In his essays on the subject, Eliot is critical of a sentimental attitude towards the past. For one thing, in even the very best living tradition there is always a mixture of good and bad, and much that deserves criticism, and for another, tradition is not a matter of feeling alone. Nor can we safely, without critical examination, attach ourselves to a few dogmatic notions, for what is healthy belief at one time may, unless it is one of the few fundamental things, be a pernicious prejudice at another. Nor should he cling to traditions as a way of asserting our superiority over less favoured peoples. Rather we should try to ascertain, what in the past is worth preserving and what should be rejected; and what conditions within our power to bring about, would foster the society that we desire.
These remarks make it clear that Eliot’s conception of tradition is an enlightened and dynamic one. A sense of tradition is essential for it makes us realise our kinship with “the same people living in the same place”. But we must remember that the conditions of life which produced some particular tradition have changed and so the tradition, too, must change. Tradition is not something immovable, it is something constantly growing and becoming different from what it previously was. We must learn to distinguish between the essential and the unessential, the good and the bad, in a particular tradition and only the good and the essential must be followed and revived. While we should justly be proud of our own tradition this should not make us look down on other peoples who are not so lucky in this respect. In short, tradition must be used intelligently, changes in the conditions of life must be taken into consideration, and only the best should be preserved and fostered
In his essay on, Tradition and Individual Talent, Eliot regards the whole of European literature from Homer down to his own day as forming a single literary tradition which a man of letters should painstakingly acquire. This tradition is not a dead one; it continues and lives in the present. When a really great work of art is produced, this tradition is modified, to some extent, however little. A great poem or a great work of art can be possible only when the poet or the artist has a sense of this literary tradition. Great artists modify the existing tradition and pass it on to the future.

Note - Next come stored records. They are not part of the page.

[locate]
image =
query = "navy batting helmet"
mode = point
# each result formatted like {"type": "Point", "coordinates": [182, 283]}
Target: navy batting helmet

A sense of tradition is essential for the creation of good poetry, but individual talent, too, is of paramount importance. Indeed, the two, tradition and individual talent, are not opposite concepts. Eliot reconciles the two, and shows that both have an essential role to play in the process of poetic creation.

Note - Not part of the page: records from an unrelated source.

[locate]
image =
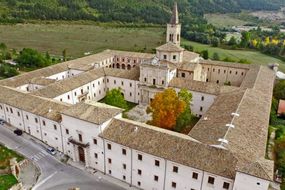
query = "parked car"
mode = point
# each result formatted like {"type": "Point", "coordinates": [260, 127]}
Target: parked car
{"type": "Point", "coordinates": [51, 150]}
{"type": "Point", "coordinates": [18, 132]}
{"type": "Point", "coordinates": [2, 122]}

Individual talent is needed to acquire the sense of tradition, and this individual talent also modifies the tradition so acquired. Tradition in the true sense of the term cannot be inherited, it can only be obtained by hard labour. This labour is the labour of knowing the past writers. It is the critical labour of shifting the good from the bad, and of knowing what is good and useful. Tradition can be obtained only by those who have the historical sense. The historical sense involves’a perception, “not only of the pastness of the past, but also of its presence.” One who has the historic sense feels that the whole of the literature of Europe from Homer down to his own day, including the literature of his own century, forms one continuous literary tradition. He realises that the past exists in the present, and that the past and the present from one simultaneous order. This historical sense is the sense of the timeless and temporal, as well as of the timeless and temporal together. It is this historic sense which makes a writer traditional. A writer with the sense of tradition is fully conscious of his own generation, of his place in the present, but he is also acutely conscious of his relationship with the writers of the past. Tradition represents the accumulated wisdom and experience of ages, and so its knowledge is essential for really great and noble achievements.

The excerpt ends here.